Он со своими людьми взял двух или трех («он не помнит точно») девушек как «проводников», чтобы они показали овраг, где, как он предполагал, могут скрываться партизаны.

— Партизан мы там не нашли, и я свою проводницу отпустил домой.

Да, да! Просто отпустил и все. Совсем невинно, не правда ли?

Он еще не знает, что есть показания участника этого преступления:

«Гришаев предложил каждому из нас подобрать себе женщину в деревне, чтобы потом изнасиловать».

Он продолжает спокойно: о том, что вторая девушка была убита, он, Гришаев, узнал только вечером в штабе.

Он сам пошел к Риссу с требованием устроить суд над виновниками, в назидание другим солдатам!

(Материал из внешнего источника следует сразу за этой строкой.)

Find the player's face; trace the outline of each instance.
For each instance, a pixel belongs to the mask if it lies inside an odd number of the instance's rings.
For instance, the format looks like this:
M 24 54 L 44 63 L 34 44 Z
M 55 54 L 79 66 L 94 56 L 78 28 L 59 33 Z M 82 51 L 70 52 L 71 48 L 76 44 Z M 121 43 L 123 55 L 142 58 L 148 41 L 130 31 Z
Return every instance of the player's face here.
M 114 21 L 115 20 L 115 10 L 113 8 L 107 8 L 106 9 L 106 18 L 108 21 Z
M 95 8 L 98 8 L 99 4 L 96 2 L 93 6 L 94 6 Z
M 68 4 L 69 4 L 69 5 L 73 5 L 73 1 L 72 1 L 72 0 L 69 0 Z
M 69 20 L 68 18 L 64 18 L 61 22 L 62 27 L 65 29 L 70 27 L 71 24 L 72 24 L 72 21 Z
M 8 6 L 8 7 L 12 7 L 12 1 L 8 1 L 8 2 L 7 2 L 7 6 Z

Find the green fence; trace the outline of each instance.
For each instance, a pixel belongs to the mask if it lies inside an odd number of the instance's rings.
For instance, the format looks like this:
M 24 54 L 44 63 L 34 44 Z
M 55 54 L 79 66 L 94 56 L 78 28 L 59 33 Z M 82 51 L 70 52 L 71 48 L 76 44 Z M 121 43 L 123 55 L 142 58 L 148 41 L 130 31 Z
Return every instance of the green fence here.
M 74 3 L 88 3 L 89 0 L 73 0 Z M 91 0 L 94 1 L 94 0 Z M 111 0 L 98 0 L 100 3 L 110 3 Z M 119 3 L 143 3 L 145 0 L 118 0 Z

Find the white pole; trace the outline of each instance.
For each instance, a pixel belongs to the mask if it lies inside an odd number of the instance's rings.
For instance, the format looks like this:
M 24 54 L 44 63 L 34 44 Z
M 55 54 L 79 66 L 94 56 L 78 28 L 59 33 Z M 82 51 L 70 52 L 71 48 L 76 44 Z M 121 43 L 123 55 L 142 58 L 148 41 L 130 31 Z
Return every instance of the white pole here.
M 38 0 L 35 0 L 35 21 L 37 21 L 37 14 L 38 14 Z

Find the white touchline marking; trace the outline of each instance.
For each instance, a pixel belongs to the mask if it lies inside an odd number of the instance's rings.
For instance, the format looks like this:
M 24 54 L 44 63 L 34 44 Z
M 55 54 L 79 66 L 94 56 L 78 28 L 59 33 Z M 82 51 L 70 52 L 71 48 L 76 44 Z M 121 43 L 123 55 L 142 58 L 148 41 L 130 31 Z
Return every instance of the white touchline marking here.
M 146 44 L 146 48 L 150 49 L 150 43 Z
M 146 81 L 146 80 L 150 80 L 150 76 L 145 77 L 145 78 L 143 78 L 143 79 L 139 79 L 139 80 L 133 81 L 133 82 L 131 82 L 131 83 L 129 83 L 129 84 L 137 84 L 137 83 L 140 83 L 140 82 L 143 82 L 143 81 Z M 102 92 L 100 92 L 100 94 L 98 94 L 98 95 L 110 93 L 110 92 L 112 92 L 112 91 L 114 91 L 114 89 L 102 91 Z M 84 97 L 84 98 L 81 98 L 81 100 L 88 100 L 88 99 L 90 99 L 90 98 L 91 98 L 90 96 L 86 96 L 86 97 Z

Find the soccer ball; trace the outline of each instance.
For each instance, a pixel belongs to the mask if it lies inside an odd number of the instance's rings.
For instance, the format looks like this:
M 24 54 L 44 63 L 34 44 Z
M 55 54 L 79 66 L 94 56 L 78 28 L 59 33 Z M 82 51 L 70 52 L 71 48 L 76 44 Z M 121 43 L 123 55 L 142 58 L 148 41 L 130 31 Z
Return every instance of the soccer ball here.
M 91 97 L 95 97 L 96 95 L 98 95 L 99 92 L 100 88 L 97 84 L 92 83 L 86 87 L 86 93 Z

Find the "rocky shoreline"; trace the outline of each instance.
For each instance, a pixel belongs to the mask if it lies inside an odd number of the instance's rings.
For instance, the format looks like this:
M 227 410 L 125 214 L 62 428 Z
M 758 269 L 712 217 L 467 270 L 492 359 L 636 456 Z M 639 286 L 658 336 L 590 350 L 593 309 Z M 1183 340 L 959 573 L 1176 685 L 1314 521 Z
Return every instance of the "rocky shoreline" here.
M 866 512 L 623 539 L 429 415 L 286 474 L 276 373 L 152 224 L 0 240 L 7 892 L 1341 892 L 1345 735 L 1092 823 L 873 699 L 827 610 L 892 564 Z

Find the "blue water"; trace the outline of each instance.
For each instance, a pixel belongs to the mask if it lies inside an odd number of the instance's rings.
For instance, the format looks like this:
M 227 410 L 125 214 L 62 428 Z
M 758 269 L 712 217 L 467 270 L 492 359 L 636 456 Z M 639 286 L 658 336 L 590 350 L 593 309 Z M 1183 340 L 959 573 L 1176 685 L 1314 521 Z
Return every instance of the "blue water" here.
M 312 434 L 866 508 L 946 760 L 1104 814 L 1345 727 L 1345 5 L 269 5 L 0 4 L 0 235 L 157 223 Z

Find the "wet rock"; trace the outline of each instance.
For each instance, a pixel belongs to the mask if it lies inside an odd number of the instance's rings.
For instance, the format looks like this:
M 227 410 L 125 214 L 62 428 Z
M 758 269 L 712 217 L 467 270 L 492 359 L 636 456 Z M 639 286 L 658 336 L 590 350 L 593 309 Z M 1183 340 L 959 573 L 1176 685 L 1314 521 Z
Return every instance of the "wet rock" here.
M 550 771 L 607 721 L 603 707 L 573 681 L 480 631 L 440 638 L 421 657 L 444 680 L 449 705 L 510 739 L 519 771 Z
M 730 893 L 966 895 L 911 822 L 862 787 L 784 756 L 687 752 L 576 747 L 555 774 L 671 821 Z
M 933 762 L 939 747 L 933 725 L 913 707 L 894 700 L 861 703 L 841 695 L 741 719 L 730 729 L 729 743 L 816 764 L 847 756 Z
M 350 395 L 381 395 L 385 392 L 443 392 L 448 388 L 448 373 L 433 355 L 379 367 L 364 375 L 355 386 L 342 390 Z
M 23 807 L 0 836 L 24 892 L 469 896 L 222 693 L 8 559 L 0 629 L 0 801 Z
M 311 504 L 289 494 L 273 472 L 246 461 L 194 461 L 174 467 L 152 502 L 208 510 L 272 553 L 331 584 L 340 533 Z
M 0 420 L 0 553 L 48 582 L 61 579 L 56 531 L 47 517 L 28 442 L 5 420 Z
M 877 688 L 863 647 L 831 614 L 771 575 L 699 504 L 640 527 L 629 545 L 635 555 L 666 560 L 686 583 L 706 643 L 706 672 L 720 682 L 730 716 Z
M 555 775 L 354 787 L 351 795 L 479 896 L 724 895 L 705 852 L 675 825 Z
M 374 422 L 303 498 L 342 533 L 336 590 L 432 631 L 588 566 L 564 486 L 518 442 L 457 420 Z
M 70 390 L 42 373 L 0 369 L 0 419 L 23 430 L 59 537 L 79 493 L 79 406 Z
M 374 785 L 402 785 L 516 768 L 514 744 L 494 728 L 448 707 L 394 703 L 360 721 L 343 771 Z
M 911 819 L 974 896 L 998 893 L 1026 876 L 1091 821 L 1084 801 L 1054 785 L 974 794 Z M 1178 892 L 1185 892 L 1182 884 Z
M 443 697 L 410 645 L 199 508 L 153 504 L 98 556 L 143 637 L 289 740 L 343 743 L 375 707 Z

Уголовный кодекс им изучен от корки до корки. Одно дело — выполнение боевого задания, другое — умышленное насилие, издевательство, зверское убийство. Можно пятьдесят раз задавать ему один и тот же вопрос, и пятьдесят раз он будет отвечать одно и то же: «Боевое задание». Чтобы его уличить, надо выйти из ставшего привычным круга вопросов. Надо посмотреть на все это под каким-то новым, неожиданным углом зрения. «Попробуем допустить, — размышляет Алексей Михайлович, — что он говорит правду. Конечно, врет, но все же — попробуем».

— Вы утверждаете, что узнали об убийстве девушки только вечером? А к оврагу ходили после обеда?

— Да, мы возвращались оттуда вразброд, — быстро говорит Гришаев, сообразив, что если возвращались вместе, то ему сказали бы об убийстве; ведь так оно и было в действительности.

— Боевое задание... Почему же вы, командир группы, не дождались ваших людей с выполнения этого задания?

Вот он, этот совсем простой вопрос! Но как трудно на него ответить! Недаром сказано: «Хитрейшего человека именно на простейшем надо сбивать». Впрочем, никто его не сбивает: просто «поверили» в его собственную версию и кое-что уточняют...

— Мы собирались, — говорит Федор, — Там же на месте была мною собрана вся группа. Девушки ушли. А вразброд мы возвращались уже после этого. Возможно, что девушка была убита именно в это время.

— Вы слышали выстрел? — с живейшим интересом в глазах быстро спрашивает Алексей Михайлович.

Сказать «не слышал» — нельзя: известно время, известно расстояние до оврага от деревни и дороги. Стало быть, не слышать — не мог.

— Кругом шла стрельба, шли бои с партизанами, поэтому на выстрелы я не обращал внимания.

— Если кругом шли бои, почему же вы с членами вашей группы возвращались «вразброд»? Вы же, как командир, отвечали за группу?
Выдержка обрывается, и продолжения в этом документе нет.